Epithema

Epithema saxatile Blume, type species
Penins. Malaysia, Pahang, Bkt. Charas, phot. A. Weber (1984)

Epithema saxatile Blume, type species
Penins. Malaysia, Pahang, Bkt. Charas, phot. A. Weber (1984)

Epithema brunonis Wall.
Wall., Pl. Asiat. rar., t. 288 (1832)

Epithema carnosum C.B.Clarke
C.B.Clarke, Commelyn. Cyrtandr. Beng., t. 90 (1874)

Epithema ceylanica Wight
Wight, Icon. Pl. Ind. Orient., t. 1354 (1848)

Epithema madulidii B.L.Burtt
Philippines, Palawan, El Nido, phot. U.Ferreras (2008)

Epithema madulidii B.L.Burtt
Philippines, Palawan, El Nido, phot. U.Ferreras (2008)

Epithema parvibracteatum B.L.Burtt
Penins. Malaysia, Selangor, Batu Caves, phot.
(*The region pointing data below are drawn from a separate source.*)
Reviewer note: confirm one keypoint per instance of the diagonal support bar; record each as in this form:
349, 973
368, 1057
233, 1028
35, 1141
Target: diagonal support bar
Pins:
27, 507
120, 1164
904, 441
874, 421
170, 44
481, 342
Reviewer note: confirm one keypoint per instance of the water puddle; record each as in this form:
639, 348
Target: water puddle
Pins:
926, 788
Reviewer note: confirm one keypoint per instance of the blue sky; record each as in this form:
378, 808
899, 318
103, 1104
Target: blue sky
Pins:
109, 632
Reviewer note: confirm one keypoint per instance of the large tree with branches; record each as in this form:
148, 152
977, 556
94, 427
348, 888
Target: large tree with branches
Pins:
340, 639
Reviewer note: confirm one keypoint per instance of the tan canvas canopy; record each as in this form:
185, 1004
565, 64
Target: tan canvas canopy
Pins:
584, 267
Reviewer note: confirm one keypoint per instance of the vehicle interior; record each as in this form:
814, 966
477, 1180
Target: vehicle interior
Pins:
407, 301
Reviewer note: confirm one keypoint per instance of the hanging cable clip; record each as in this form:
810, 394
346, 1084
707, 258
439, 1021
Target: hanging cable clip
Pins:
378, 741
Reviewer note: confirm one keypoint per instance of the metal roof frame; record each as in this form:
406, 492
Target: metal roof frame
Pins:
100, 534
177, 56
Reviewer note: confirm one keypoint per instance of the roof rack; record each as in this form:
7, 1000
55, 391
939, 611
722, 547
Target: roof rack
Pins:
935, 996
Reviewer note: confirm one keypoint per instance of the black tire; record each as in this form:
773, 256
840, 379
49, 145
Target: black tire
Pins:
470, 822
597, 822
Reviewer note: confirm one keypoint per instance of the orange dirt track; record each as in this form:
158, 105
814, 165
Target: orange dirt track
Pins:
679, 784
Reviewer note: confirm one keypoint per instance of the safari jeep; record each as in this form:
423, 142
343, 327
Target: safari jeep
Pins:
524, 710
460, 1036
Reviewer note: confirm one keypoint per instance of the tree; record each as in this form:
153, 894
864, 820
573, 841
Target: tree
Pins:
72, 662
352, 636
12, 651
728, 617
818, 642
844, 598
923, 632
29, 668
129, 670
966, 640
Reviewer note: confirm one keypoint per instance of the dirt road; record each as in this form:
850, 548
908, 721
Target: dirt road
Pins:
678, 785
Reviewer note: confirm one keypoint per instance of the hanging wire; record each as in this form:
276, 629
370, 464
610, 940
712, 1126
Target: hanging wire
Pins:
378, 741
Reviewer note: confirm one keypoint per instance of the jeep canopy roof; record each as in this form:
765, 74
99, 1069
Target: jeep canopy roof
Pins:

A. Weber (1984)

Epithema sp., diagrams of inflorescence and flowering plant; a Condensed pair-flowered cincinnus (with each cyme unit consisting of terminal flower – T and front flower – V) subtended by a bract (B); b Plant architecture: Hy hypocotyl, mCo Microcotyledon, MCo Macrocotyledon (both withered at flowering stage), Ep epicotyl, B3 solitary leaf, B4, B5 opposite leaves, each with axillary inflorescence, terminal inflorescence in between. From Weber (1976), Fig. 9.

Epithema cf. carnosum, inflorescence: pair-flowered cincinnus (with 4 rows of flowers) is embraced by a cucullate bract born on top of the stalk. From Weber (1976), Fig. 6.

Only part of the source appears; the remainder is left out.